Mirkovich plans to retire and will stay on with the authority until March 31 to assist his replacement.

“He’s done an excellent job, and I would like to see him stay,” Marcia Sonneborn, chairman of the authority board, said. “He’s put in motion a lot of good projects, and I would have liked to see them moved further along before we had to find a new director.”

Mirkovich served as the authority’s executive director since May 2012 and was the first full-time director hired by the authority after it was reactivated in 2009. He also remained the authority’s only employee.

The authority earlier established as its primary focus on improving housing and addressing the county’s housing shortage and Mirkovich developed a housing program and obtained grant money to fund it.

The authority, under Mirkovich, received two competitive grants from the Pennsylvania Housing Affordability and Rehabilitation Enhancement Act program, for a total of $846,000, to fund a project aimed at addressing blighted properties.

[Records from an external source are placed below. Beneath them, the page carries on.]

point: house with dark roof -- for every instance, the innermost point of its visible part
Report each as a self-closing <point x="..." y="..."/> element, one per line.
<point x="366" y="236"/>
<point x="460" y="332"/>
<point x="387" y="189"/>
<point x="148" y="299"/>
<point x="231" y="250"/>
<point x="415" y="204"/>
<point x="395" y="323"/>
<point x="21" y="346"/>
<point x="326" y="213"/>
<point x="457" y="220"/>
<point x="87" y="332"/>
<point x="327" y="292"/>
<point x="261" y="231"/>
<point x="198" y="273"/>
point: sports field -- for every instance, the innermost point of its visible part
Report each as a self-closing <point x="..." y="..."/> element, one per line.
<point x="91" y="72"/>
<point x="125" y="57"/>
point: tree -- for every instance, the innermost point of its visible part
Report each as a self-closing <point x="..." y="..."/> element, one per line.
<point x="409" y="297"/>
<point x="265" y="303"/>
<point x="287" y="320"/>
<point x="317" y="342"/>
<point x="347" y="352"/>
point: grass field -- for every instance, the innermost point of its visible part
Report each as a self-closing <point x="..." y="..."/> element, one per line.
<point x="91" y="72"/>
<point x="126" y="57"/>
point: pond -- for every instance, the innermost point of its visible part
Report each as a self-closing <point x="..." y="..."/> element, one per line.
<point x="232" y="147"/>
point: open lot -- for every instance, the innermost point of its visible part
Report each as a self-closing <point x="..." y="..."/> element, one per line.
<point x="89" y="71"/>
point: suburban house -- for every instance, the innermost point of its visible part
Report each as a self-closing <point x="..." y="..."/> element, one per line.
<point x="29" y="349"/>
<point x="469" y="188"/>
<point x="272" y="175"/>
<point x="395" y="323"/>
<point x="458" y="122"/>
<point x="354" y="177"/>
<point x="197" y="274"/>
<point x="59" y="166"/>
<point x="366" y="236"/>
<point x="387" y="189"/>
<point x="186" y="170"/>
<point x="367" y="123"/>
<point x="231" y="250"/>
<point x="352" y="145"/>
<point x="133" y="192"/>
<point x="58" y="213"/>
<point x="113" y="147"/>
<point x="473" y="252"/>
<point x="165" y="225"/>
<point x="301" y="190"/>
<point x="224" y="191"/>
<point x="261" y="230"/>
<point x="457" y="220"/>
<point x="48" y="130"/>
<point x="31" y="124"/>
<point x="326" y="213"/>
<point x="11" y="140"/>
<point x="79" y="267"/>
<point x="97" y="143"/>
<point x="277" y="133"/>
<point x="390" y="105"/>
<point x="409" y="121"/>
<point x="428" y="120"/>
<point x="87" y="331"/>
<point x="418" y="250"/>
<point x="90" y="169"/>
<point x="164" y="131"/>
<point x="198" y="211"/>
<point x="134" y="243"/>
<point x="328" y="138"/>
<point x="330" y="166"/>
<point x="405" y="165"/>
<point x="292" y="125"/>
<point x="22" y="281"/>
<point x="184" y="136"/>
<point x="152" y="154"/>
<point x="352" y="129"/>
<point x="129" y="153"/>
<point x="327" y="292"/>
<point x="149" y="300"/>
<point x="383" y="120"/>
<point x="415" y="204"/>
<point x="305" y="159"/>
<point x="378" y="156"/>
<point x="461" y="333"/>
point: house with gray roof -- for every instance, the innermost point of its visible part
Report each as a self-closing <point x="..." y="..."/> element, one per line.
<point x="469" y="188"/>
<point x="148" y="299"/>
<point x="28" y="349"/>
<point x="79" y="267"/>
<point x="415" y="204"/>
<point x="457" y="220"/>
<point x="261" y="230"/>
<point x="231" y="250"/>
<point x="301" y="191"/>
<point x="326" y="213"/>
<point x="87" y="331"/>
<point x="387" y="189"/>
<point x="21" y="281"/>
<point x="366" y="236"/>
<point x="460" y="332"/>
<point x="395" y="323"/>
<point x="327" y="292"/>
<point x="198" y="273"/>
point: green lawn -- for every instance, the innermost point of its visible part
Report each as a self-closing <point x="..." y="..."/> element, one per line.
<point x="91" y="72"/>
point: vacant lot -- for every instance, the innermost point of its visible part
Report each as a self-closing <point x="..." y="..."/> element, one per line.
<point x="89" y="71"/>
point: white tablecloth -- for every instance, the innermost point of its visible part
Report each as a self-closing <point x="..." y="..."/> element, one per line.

The grant money, plus contributions from the county and municipalities, are being used to rehabilitate vacant and dilapidated houses and to demolish houses that are too far gone to provide lots for new home construction.

Under the program, the authority, so far, rehabilitated one house in Bobtown using an inmate work crew from the state Correctional Institution at Greene for labor. The house, which was on the tax rolls for a number of years, was recently sold.

It also demolished two blighted houses in Waynesburg, obtained four lots on which it intends to construct new modular homes and demolished two dilapidated houses in Jefferson to provide land on which the nonprofit Accessible Dreams will construct a two-story, four-unit apartment building.

“I enjoy what I’m doing here, though there is always a lot more that needs to be accomplished,” Mirkovich said.

He said he does feel good, however, about what he will leave the next authority director. The next director will have a housing program in place to execute and about $1 million in the bank to continue the effort, he said.

Mirkovich, 58, of Waynesburg retired from BNY Mellon, where he was a managing director, prior to coming to the authority. He said he plans to spend more time with his wife as well as visiting his three grown children.